Mental imagery arises from these retained, synaptically facilitated patterns of past perceptions. Conjured mental images may approximate an original percept, or be abstracted by combining select details from multiple experiences, as the philosopher David Hume observed nearly 300 years ago. Mental imagery tasks activate some of the same sensory regions as actual perception (Brain Res. Cogn. Brain Res. 2004;20:226–41), and damage to these brain regions results in both perceptual and mental imagery defects (Brain 1997;120:217–28). Yet, as Hume observed, “these faculties may mimic or copy the perceptions of the senses; but they never entirely reach the force and vivacity of the original sentiment” (Great Books of the Western World, Vol. 35, “An Enquiry Concerning Human Understanding” [Chicago: Encyclopedia Britannica, 1952, pp. 445–509]).

PET and functional MRI activation patterns are similar between perceived imagery and mental imagery, but they are not identical. The reduced clarity and vivacity of mental images compared with perception may reflect a reduced role for primary visual regions in mental imagery, different neuronal subpopulations for each, or another explanation (Psychol.
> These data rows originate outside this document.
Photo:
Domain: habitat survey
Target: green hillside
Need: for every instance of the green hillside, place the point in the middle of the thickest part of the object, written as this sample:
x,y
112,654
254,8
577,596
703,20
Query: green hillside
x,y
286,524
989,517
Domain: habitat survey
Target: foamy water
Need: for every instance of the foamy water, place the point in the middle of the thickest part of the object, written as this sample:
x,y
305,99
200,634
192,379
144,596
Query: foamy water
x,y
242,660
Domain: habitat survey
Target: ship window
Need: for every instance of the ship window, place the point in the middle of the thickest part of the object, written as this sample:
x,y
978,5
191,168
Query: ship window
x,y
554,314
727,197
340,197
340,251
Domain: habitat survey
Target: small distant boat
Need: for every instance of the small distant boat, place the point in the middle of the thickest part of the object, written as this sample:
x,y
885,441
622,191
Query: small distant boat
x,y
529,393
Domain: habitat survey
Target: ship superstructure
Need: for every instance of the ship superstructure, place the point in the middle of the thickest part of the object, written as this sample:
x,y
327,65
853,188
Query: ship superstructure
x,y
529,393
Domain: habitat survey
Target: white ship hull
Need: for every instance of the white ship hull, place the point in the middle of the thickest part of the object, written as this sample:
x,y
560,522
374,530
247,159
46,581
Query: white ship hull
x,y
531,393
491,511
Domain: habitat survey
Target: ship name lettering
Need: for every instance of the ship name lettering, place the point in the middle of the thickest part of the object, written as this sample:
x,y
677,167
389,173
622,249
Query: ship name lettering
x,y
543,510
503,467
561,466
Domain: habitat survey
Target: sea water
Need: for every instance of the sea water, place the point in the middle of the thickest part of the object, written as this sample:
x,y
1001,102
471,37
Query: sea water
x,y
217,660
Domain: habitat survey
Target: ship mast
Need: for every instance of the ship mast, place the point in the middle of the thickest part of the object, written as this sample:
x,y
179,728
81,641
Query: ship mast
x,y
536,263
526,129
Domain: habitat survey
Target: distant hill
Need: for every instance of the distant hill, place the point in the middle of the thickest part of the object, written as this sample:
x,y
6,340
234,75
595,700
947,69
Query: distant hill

Bull. 2003;129:723–46).

Mirror neurons, initially described in monkeys, encode a form of motor imagery reflecting intention rather than an actual movement. Evidence for mirror neurons in humans comes from several sources, including PET scans of people observing other people imitating their actions, electrical recordings of brain activity in epilepsy patients, and the effects of imagined and observed imitated behavior on the magnetic excitability of the brain (Exp. Brain Res. 1996;111:246–52). An implication of the ability to recognize movement patterns is our ability to generate signals that are understood by the sender and the receiver. If I wave my hand in a way that you recognize, then we both understand I am waving hello.

In a similar way, a shared symbol system based upon sound may have contributed to the evolution of language (Nat. Rev. Neurosci. 2001;2:661–70), which in turn has allowed humans to pass on knowledge from generation to generation.

Imagining what another person is thinking or feeling is another type of mental imagery, called theory of mind. The role of sensory and motor imagery substrates (including mirror neurons) in theory of mind is debated (Trends Cogn. Sci. 1998;2:493–501), but theory of mind is nonetheless important for creative behavior, because if I imagine a course of action that will impact others, it will benefit me to know how it might make them feel.